Durante su infancia practicó el arte de los berrinches. Se cogía unas rabietas monumentales cuando mi padre se tenía que ir a trabajar. El sofocón le duraba un buen rato e incluso llegaba a privarse de tanto llorar, lo que preocupaba a mis padres. Cuando mi padre volvía de trabajar, ella no se separaba de él ni un momento. No le dejaba ni a sol ni a sombra.
Y si mi padre tenía que salir otra vez de casa ella le cogía de la pierna, y tumbada en el suelo boca abajo, hacía fuerza para que mi padre no pudiese dar ni un paso. Luego, mi hermana Patricia y yo imitábamos a mi hermana Irene asiéndonos de la pierna que quedaba libre, con lo cual inmovilizábamos a mi padre.
Mi hermano Nacho posee el arte del «He quedado». Siempre que había que hacer algo en casa él se escaqueba y decía
«Es que he quedado»
Mi padre bromeaba y afirmaba que
«hay que pedir audiencia para ver a tu hermano»
Nacho también es del arte del coche-calle, coche-calle y siempre que puede está fuera de casa.
Eso, unido a que él y su mujer Paloma tienen muchos grupos diferentes de amistades, hace que en nuestra familia mi hermano se alce con el primer puesto en el podio del arte del «He quedado».
Y era cierto ya que solía ir apresurado al hacer las cosas y al final se le olvidaba algo o se equivocaba de lugar. Mi padre creía que por su despiste le ocurrían las cosas que le pasaban y que no suelen suceder al resto de mortales. Era capaz de meter una botella de detergente en la nevera o de salir a la calle con unos calzoncillos en la mano que en principio iba a meter en la lavadora. Cuando a mí hermano le pasaban esos lapsus, mi padre añadía:
“Está en Babia”
ya que Babia era una importante comarca de la provincia de León y un sitio idóneo como lugar de reposo donde refugiarse y distraerse de los farragosos problemas de la Corte de León.

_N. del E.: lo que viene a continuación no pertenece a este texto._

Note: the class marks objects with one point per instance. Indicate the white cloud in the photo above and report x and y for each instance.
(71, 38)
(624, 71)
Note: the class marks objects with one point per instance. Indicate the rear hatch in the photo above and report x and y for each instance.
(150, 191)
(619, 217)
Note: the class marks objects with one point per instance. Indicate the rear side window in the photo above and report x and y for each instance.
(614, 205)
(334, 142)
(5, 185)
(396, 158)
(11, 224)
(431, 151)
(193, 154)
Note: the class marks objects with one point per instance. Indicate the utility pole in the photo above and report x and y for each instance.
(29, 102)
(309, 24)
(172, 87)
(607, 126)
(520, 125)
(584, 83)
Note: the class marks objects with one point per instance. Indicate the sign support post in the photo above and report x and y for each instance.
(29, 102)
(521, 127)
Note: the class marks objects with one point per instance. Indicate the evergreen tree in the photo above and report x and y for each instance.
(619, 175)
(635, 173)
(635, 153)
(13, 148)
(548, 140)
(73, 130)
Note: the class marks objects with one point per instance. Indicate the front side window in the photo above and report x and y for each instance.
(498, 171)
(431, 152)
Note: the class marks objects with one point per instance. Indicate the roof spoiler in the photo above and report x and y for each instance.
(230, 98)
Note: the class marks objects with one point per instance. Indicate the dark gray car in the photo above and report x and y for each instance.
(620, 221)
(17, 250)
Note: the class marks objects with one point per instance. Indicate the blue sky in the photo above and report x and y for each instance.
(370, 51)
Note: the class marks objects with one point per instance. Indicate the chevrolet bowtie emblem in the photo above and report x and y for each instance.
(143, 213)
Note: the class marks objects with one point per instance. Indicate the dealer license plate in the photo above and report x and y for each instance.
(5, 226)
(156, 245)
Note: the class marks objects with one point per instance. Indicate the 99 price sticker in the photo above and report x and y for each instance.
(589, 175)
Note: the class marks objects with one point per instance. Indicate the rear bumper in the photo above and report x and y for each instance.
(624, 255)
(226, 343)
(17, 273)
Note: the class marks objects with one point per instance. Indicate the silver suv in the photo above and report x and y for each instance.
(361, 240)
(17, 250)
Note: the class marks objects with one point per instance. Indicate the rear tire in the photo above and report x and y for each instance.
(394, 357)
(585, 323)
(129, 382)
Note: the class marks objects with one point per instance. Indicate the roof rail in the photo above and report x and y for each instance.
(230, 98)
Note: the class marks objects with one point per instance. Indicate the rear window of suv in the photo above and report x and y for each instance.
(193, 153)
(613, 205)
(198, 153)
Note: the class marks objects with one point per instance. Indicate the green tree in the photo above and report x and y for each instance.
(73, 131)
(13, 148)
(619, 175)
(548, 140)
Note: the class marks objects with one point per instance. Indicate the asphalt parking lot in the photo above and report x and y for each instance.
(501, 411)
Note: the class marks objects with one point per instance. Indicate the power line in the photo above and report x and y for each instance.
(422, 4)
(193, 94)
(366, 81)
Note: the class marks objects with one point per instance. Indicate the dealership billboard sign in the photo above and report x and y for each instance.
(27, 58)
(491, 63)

“Está en la luna de Valencia”
debido a que las antiguas murallas que rodeaban la ciudad de Valencia tenían unas puertas por las que acceder al interior y eran cerradas por la noche tras el toque de queda, aquellos rezagados o despistados que llegaban tras el cierre no podían pasar al interior. Entonces como no tenían posibilidad de ir a dormir a sus casas, debían pasar el resto de la noche al raso.
“Está pensando en las avutardas”
y es que las avutardas son una aves griformes de gran tamaño que viven en Europa y en el centro de Asia y que tienden a correr, en vez de volar, cuando las molestan. En el pasado, a aquellos campesinos que se dedicaban a observar a este tipo de aves sin hacer su trabajo y abandonando sus obligaciones se les recriminaba que «estaban pensando en las avutardas».
“Está mirando a las musarañas”
siendo las musarañas unos diminutos mamíferos muy parecidos a los ratones, pero que no pertenecen a la familia de los roedores, no tienen una actividad útil e importante por lo que su presencia en el campo se considera intranscendente. Aquéllos que estaban cosechando su campo y se distraían mirando como emergían esos minúsculos animales se les decía que «estaban mirando las musarañas» puesto que estaban perdiendo el tiempo en lugar de estar labrando.
“Está en la inopia”
ya que la palabra inopia viene del término latino “in-ops”, que significa “sin riqueza”, entonces esta expresión significa que las personas pobres e indigentes, como viven apartadas de la sociedad y consecuentemente no se enteran de nada, están desinformadas y ausentes.